The government apparently considered several names, which included sitting judges like Chief Justice J.S. Kehar and Justice Dipak Mishra, before deciding on Justice Bhandari.
New Delhi: India has decided to re-nominate Dalveer Bhandari for another term at the International Court of Justice (ICJ), with the nomination papers being filed in New York on Monday.
The decision was finalised after the Indian nominee, Neeru Chadha, won the election to one of the seven vacant seats to the International Tribunal for the Law of the Sea. The Wire had reported on June 14 that Bhandari was the Indian government’s final choice for the ICJ.
The signatures from all four members of India’s ‘national group’ at the Permanent Court of Arbitration were acquired on Sunday. As per ICJ statutes, the national group (comprising members nominated to be potential arbitrators) has to submit nominations to the ICJ.
The current members of the Indian national group are former Chief Justice H.L. Dattu, retired Supreme Court Judge Girish Thakorlal Nanavati, attorney general Mukul Rohtagi and senior lawyer Harish Salve. All of them were nominated by the NDA government in January 2015.
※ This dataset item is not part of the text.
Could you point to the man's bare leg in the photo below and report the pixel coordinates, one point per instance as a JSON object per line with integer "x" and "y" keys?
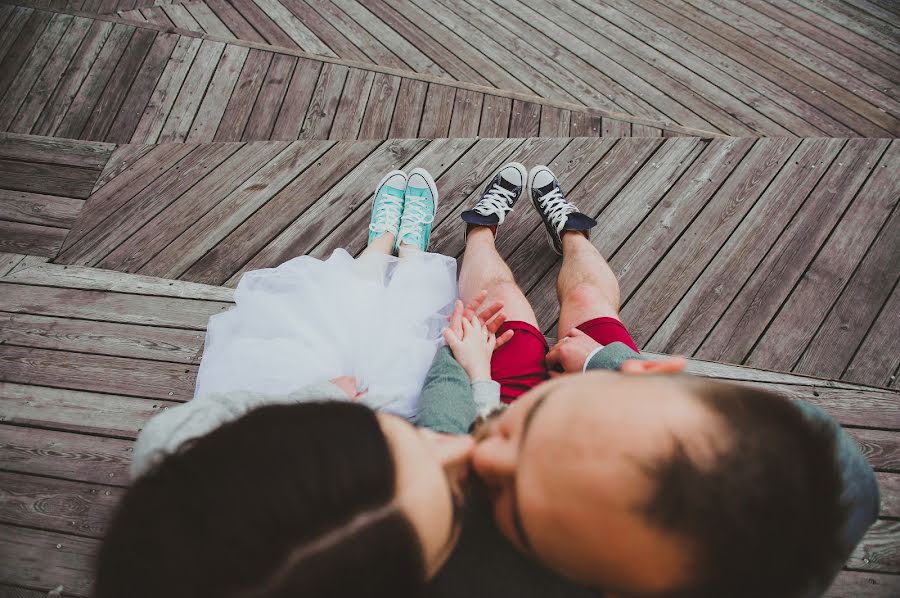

If he gets re-elected, Bhandari’s second term – which will run for nine years – will overlap with the ICJ’s deliberations on a challenge mounted by India against the death sentence given to former Indian naval officer Kulbhushan Jadhav by Pakistan. The ICJ had already effectively stayed Pakistan from carrying out the death sentence by accepting India’s request for provisional measures on May 18. For the grant of final orders, India has to submit written submissions by September 13, with Pakistan given time till December 13 to file its counter documents.
Since France, Brazil, the UK and Somalia had already filed renomination papers for their incumbent several weeks ago, India’s delay in fielding Bhandari had been conspicuous. Bhandari will have to face competition from Lebanon’s permanent representative to the UN, Nawaf Salam, who has already announced his candidature.
According to officials, the government had been looking at several names – around four or five – which included sitting judges like Chief Justice J.S. Kehar and Justice Dipak Mishra. Bhandari was also in the running, but there were some reservations over a media interview he gave after the ICJ’s order on provisional measures in the Jadhav case.
His description of the May 18 order as being a “great diplomatic victory for India” had been noticed in Pakistan, where there were voices calling for his recusal.
Pakistan, on its part, will be appointing an ad hoc judge to the ICJ bench hearing the Jadhav case, as it is allowed to do. “If the court includes upon the bench a judge of the nationality of one of the parties [to a dispute], any other party may choose a person to sit as judge,” says article 31(2) of the ICJ statutes.
When the UPA government had first announced Bhandari’s candidature in 2012, there was a controversy over his nomination as he had been a sitting judge – which some legal commentators felt raised questions about his judicial independence since he continued to hear cases to which the government was a party at the Supreme Court even as the same government was lobbying on his behalf wth foreign states for a berth at the ICJ.